An extension of Set meant for checking similarity of strings. Also offers static functions that can be used seperately from the SimilaritySet.
Recommended to install from NPM
npm install similarity-set
I created this to detect monotonous messages to be ignored. I went with the string-similarity module at first, but after seeing it was deprecated I decided I probably shouldn't use it.
This is basically a continuation of the string-similarity
package made by aceakash. Credits go to them for the dice's coefficient handler.

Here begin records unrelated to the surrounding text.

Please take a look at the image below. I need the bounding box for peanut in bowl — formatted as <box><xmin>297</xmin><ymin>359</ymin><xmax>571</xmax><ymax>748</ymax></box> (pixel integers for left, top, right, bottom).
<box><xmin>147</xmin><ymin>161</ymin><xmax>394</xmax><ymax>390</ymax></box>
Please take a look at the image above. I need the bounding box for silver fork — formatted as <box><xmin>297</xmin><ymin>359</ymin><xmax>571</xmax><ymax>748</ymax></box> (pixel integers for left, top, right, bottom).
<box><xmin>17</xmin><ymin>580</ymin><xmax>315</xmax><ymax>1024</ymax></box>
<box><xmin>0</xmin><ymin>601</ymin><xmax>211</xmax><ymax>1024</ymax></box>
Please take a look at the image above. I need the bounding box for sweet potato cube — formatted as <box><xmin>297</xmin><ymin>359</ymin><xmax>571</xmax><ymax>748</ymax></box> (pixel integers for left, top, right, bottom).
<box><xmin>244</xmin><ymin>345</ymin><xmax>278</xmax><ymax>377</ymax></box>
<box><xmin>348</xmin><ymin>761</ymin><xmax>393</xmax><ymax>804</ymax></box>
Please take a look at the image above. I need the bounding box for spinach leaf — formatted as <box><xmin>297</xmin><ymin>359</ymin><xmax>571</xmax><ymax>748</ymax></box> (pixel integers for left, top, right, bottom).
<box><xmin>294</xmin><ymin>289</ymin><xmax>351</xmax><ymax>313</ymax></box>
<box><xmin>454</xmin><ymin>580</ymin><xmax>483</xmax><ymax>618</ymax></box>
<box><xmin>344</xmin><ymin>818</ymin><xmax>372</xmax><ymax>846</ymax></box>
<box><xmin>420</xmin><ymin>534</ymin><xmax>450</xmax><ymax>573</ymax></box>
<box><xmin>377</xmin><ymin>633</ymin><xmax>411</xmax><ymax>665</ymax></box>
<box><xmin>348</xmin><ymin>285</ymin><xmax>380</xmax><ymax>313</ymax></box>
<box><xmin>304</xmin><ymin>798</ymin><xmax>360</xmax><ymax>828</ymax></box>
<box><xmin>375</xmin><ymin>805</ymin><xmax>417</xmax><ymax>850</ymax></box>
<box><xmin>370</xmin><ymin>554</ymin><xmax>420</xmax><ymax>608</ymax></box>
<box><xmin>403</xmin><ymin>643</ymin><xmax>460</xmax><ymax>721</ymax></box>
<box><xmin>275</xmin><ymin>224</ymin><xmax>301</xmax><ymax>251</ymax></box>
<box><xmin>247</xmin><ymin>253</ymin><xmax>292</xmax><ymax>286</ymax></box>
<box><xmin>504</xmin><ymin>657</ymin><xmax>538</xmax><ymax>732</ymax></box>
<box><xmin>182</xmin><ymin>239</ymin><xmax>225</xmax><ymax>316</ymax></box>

const { SimilaritySet, compareString, compareStrings } = require("similarity-set");
// make a new set
const messages = new SimilaritySet();
// add some data
messages.add("hello how are you");
messages.add("i am doing well thank you");
messages.add("what are you up to today?");
messages.add("nothing much, just chilling");
// check if it has anything similar up to a threshold
messages.hasSimilar("hello, how are you", 0.80); // returns true as the added comma results in 0.88 similarity score with dice's coefficient
// get scores for all elements
messages.getSimilar("hello, how are you"); // returns { ratings: Array, bestMatch: any, bestMatchIndex: number }, same as string-similarity findBestMatch
// Dice's Coefficient: Well-suited for comparing small documents or messages and returns fine-tuned results, however it will take longer to calculate on average
compareString("hello how are you", "hello, how are you", "dice");
// Levenshtein Distance: Well-suited for fuzzy string matching and can be very flexibile and efficient for large strings
compareString("hello how are you", "hello, how are you", "levenshtein");
// Jaccard Index: Well-suited multi-word strings or other sets. Can be useful for comparing sets of tags
compareString("hello how are you", "hello, how are you", "jaccard");
// you can also provide all of these algorithms to compareStrings, SimilaritySet.hasSimilar and SimilaritySet.getSimilar
// some other Quality of Life features, using syntax and functionality from Array
messages.some(message => message.includes("hello")); // returns true because there is atleast one element in the Set that has hello in it
messages.every(message => message.includes("hello")); // returns false because not every element in the Set has hello in it
const filtered = messages.filter(message => message.includes("hello")); // returns a new set with only the first message because it's the only one with hello in it
const reduced = message.reduce((accumulator, message) => {
accumulator.push(message);
return accumulator;
}, []); // returns an Array with all elements in it
// stringify the SimilaritySet
console.log(messages.toString()); // returns 'SimilaritySet(size) {"element1", "element2"...}' as a string for printing
// JSONify the SimilaritySet
console.log(messages.toJSON()); // returns an Array of the elements
console.log(JSON.stringify(messages)); // returns the JSONified Array of the elements
// convert JSON to SimilaritySet
const newSet = new SimilaritySet();
newSet.fromJSON(`["one", "two"]`); // returns reference to the set and the set will have 'one' and 'two' in it
// extended functionality forEach
messages.forEach((message) => {
console.log(message);
if(message.includes("?")){
return true; // this is the equivalent to using 'break' in a for loop, no more elements will be iterated after this.
}
});